Link to paper
The full paper is available here.
You can also find the paper on PapersWithCode here.
Abstract
- Bayesian Learning Rule provides a framework for generic algorithm design
- Difficult to use due to parameterization, gradients, and updates
- Extension based on Lie-groups simplifies difficulties
- New algorithm for deep learning with desirable attributes
- Exploits Lie-group structures for new algorithm design
Paper Content
Introduction
- Bayesian Learning Rule (BLR) provides a general framework to derive algorithms from optimization, deep learning, and graphical models
- BLR uses natural-gradient descent to find approximations of the generalized posterior distribution
- BLR has been used to design new algorithms for uncertainty estimation in deep learning
- BLR can be difficult to use for three reasons
- Extension of BLR based on Lie-groups proposed to address difficulties
- Lie-group BLR uses group’s exponential map to update candidate distributions
- Gradient computations simplified by reparameterization trick
- Update naturally stays within the manifold
- Use cases for algorithm design in deep learning using additive, multiplicative, and affine groups
- New algorithm with multiplicative group gives rise to networks with nodes that are forced to be either excitatory or inhibitory
The bayesian learning rule
- BLR aims to find a posterior candidate in a space of candidate distributions
- Balancing the two terms requires an exploration-exploitation tradeoff
- Problem can be rewritten as an inference problem
- When the loss corresponds to the log-joint distribution of a Bayesian model, the solution coincides with the posterior distribution
- BLR is a natural-gradient descent algorithm
- BLR can recover many existing algorithms from a variety of fields
- Design of new algorithms is possible
- BLR can be difficult to use in many cases
- Computing the gradient with respect to µ is not always straightforward
- λ obtained by BLR may not always be valid natural parameters
The lie-group bayesian learning rule
- Proposing a Lie-group based extension of the BLR
- Describing Lie groups and their actions
- Parameterization and exponential map
- Deriving the new learning rule
Lie groups and their actions
- Lie-group is a set with a binary operation that satisfies associativity, identity element and inverses
- Smooth manifold is locally diffeomorphic to Euclidean space
- Examples of Lie-groups include (R, +) and (R >0 , ×)

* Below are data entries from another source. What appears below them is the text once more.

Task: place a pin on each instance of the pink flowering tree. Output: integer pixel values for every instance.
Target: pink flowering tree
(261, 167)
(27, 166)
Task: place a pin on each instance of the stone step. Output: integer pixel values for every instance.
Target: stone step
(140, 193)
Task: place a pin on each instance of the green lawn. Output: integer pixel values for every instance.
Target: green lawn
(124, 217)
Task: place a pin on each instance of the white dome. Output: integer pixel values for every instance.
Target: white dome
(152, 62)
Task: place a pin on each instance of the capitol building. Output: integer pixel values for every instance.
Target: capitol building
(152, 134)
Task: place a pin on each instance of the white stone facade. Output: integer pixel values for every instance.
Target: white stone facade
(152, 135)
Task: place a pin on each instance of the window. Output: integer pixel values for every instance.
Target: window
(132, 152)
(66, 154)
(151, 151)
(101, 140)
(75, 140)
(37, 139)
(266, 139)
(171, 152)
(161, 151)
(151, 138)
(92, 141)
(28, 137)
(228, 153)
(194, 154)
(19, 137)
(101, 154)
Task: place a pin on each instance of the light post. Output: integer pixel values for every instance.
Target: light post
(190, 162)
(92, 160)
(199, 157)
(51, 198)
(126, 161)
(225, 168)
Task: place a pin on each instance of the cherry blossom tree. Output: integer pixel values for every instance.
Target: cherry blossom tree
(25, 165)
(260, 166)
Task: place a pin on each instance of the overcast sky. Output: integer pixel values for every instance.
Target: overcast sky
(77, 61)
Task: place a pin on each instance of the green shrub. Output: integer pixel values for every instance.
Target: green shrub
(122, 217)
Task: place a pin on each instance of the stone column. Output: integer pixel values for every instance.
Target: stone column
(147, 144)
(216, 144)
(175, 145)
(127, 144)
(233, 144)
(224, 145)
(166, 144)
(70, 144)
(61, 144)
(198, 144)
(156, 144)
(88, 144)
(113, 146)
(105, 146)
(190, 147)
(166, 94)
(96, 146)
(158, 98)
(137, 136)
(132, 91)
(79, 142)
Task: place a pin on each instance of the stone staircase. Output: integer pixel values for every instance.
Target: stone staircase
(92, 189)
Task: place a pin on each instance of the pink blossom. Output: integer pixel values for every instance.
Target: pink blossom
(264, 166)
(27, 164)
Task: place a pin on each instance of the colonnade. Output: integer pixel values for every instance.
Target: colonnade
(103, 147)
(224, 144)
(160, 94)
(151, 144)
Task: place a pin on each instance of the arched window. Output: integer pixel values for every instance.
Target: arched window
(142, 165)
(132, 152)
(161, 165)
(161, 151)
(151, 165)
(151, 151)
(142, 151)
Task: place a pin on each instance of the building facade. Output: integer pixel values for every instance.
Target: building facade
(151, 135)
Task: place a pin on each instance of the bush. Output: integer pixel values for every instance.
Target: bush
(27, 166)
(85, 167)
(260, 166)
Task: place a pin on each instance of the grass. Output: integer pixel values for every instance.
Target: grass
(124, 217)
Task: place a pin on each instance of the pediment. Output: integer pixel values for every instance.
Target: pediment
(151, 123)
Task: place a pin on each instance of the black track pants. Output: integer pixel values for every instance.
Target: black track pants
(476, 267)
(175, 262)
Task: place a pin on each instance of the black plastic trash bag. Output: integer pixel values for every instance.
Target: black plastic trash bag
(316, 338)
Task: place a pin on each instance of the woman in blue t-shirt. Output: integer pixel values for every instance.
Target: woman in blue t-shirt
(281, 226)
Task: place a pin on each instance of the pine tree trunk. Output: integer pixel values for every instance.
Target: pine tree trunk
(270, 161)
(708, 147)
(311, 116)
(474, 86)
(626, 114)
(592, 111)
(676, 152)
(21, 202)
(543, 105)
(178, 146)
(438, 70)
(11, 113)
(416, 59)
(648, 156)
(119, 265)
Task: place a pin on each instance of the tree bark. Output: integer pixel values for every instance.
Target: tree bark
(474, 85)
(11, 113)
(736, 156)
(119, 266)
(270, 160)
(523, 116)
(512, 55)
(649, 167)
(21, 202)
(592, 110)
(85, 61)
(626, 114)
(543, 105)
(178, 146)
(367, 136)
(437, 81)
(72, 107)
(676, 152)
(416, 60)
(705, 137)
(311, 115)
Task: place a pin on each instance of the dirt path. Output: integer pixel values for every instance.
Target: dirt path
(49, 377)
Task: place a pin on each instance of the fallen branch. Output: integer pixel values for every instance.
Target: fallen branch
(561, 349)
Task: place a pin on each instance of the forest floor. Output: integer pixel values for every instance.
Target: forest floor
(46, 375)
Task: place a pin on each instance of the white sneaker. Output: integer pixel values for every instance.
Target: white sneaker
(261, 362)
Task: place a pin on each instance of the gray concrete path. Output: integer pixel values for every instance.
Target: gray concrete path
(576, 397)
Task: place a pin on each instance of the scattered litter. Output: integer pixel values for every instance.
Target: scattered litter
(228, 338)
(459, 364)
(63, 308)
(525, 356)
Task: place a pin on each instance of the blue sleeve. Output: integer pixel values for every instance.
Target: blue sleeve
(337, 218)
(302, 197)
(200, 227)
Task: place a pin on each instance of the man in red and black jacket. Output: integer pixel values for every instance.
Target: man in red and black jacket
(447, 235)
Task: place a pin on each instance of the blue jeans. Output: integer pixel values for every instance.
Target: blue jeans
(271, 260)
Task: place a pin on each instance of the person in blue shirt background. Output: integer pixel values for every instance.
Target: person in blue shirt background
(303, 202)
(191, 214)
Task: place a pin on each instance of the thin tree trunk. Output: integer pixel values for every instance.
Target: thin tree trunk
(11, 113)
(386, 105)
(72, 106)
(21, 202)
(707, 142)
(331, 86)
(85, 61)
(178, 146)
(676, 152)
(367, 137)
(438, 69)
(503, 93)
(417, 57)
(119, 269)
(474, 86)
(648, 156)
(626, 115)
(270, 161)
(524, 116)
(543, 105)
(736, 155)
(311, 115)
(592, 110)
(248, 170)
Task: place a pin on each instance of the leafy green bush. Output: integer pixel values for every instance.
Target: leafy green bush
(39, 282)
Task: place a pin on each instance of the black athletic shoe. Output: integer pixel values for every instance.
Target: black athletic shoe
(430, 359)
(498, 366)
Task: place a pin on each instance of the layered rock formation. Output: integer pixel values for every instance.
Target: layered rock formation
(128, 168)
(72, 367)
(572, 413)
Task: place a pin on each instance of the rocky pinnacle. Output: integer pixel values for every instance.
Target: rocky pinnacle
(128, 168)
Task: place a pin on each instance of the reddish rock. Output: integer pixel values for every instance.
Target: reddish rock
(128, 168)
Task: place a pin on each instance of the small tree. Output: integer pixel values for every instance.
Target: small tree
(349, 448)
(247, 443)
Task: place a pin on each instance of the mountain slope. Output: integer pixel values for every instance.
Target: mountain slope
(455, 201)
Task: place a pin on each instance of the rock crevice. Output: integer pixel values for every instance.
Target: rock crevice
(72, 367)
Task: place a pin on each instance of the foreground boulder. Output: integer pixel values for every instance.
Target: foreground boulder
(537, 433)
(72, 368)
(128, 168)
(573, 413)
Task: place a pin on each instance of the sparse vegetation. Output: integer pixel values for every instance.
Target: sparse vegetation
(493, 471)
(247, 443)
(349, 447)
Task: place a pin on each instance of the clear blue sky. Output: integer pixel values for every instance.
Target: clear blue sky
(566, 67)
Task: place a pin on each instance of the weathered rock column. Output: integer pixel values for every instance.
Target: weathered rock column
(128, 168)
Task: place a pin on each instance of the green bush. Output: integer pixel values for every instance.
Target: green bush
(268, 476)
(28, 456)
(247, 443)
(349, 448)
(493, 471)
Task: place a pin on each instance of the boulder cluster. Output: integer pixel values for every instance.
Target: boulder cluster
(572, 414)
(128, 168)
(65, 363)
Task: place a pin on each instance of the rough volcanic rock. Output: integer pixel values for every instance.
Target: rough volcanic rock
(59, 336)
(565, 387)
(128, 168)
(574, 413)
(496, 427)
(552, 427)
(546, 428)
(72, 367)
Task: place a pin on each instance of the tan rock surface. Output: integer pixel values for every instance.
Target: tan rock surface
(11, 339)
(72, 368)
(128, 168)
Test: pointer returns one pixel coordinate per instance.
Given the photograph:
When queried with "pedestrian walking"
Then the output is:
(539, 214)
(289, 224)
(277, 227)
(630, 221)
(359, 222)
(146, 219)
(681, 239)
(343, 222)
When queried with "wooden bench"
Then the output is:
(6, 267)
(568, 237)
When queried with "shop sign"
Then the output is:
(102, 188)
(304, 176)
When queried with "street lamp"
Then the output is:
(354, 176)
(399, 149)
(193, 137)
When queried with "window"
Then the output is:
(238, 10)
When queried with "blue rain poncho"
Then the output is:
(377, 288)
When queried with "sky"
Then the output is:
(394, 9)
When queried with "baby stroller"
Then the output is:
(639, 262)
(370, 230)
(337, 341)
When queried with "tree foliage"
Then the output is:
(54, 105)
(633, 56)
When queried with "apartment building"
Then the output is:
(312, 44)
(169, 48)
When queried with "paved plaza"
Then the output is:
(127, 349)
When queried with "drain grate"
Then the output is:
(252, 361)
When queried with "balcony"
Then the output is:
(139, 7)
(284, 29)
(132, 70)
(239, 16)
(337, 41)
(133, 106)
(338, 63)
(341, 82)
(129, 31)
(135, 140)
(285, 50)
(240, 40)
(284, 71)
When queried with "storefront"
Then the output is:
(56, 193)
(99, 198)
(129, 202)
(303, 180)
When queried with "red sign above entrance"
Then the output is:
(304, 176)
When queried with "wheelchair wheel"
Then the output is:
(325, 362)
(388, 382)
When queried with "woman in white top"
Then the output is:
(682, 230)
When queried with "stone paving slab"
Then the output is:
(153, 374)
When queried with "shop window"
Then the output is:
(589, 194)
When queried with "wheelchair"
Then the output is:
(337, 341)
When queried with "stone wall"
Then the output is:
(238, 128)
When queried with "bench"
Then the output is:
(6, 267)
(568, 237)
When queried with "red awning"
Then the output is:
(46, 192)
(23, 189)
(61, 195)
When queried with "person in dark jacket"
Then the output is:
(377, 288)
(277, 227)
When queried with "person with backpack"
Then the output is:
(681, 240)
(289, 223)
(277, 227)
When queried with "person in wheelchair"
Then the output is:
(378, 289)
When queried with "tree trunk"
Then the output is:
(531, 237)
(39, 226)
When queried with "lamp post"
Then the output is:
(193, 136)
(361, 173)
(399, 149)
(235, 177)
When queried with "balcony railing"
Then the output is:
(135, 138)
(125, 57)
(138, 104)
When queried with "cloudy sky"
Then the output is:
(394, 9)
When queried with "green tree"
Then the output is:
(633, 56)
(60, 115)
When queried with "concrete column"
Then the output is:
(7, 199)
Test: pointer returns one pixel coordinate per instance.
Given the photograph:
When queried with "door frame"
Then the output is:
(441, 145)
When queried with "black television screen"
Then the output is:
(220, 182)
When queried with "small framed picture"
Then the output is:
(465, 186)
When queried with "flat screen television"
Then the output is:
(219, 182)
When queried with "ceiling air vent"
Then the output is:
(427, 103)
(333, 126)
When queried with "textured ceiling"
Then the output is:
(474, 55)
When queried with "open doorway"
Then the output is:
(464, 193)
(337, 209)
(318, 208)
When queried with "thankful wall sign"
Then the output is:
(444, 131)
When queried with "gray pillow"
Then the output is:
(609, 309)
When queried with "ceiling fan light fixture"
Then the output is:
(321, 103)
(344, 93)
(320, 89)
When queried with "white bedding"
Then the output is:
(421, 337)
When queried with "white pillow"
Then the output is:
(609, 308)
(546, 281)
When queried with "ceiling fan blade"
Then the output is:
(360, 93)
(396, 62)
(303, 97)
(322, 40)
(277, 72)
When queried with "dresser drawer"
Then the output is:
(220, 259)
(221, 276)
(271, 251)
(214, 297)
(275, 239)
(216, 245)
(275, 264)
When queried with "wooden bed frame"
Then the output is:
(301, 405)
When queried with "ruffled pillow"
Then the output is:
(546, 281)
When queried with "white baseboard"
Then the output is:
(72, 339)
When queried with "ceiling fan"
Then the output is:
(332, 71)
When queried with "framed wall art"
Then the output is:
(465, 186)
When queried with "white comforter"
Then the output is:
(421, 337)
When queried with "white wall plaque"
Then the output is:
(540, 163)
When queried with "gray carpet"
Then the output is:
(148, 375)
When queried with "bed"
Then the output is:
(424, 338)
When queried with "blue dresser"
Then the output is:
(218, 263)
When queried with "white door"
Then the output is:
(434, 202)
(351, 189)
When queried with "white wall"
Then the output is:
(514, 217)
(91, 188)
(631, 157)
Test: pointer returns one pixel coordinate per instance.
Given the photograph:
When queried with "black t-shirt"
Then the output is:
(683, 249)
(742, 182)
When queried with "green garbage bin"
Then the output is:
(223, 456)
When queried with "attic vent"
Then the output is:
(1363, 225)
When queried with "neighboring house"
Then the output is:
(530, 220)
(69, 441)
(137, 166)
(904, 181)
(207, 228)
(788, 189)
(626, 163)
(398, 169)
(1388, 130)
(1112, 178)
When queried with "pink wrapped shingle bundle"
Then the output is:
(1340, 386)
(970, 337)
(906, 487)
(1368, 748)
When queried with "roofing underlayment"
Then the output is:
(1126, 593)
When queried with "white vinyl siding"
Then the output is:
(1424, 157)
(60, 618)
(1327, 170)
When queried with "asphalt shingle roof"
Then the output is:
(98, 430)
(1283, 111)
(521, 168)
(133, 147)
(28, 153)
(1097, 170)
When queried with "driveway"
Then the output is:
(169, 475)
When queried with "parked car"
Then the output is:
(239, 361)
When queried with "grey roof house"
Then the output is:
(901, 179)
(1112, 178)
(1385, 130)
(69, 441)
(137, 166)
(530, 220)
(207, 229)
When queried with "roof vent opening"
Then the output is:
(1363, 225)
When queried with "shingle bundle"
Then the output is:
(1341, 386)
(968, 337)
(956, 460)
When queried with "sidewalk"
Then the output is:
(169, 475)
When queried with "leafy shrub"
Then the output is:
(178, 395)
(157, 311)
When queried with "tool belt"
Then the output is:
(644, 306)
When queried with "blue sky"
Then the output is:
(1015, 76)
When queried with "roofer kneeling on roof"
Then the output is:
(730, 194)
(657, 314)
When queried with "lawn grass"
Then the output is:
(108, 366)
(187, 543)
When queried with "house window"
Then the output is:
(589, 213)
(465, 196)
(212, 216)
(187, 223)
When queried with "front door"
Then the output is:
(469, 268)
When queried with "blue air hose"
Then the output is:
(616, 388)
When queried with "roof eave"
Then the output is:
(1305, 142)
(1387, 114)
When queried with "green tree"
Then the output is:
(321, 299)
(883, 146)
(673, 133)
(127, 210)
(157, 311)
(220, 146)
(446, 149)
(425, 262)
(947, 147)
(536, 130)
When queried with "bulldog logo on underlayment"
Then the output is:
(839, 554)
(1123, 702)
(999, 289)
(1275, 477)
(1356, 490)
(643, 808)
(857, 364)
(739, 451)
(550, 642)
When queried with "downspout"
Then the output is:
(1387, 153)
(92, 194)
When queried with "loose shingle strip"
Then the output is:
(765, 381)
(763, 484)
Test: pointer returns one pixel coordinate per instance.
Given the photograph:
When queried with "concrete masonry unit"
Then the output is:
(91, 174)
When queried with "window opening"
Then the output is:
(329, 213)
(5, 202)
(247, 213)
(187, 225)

- Cartesian product of two Lie-groups is also a Lie-group
- Action of Lie-group on parameter-space is a smooth map
- Example of action is (A, b) • θ = Aθ + b
Lie group parametrization
- G is an action on a space of measures
- Pushforwards are used to define another action on the space of measures
- A base distribution q0 is given with positive density
- The space of candidate distributions Q is the orbit of q0 under the action of G
- Every q in Q can be parametrized by group elements g
- Examples of EFs that can be parameterized this way include Gaussian and Bernoulli distributions
- This parameterization is useful for using non-EF distributions such as the Laplace distribution
The exponential map and lie group updates
- Goal is to find a group element g* that minimizes a given energy function
- Exponential map is used to move in the direction of fastest descent
- Exponential map is a smooth function that folds the tangent space at identity to the group
- For diagonal matrices, exponential map is given by Taylor series
- Update of the form g ← g exp(−αX) is used to move in the direction of X with a step-size of α
Simplifying gradients through reparametrization
- We will use the group’s exponential map to derive a new learning rule.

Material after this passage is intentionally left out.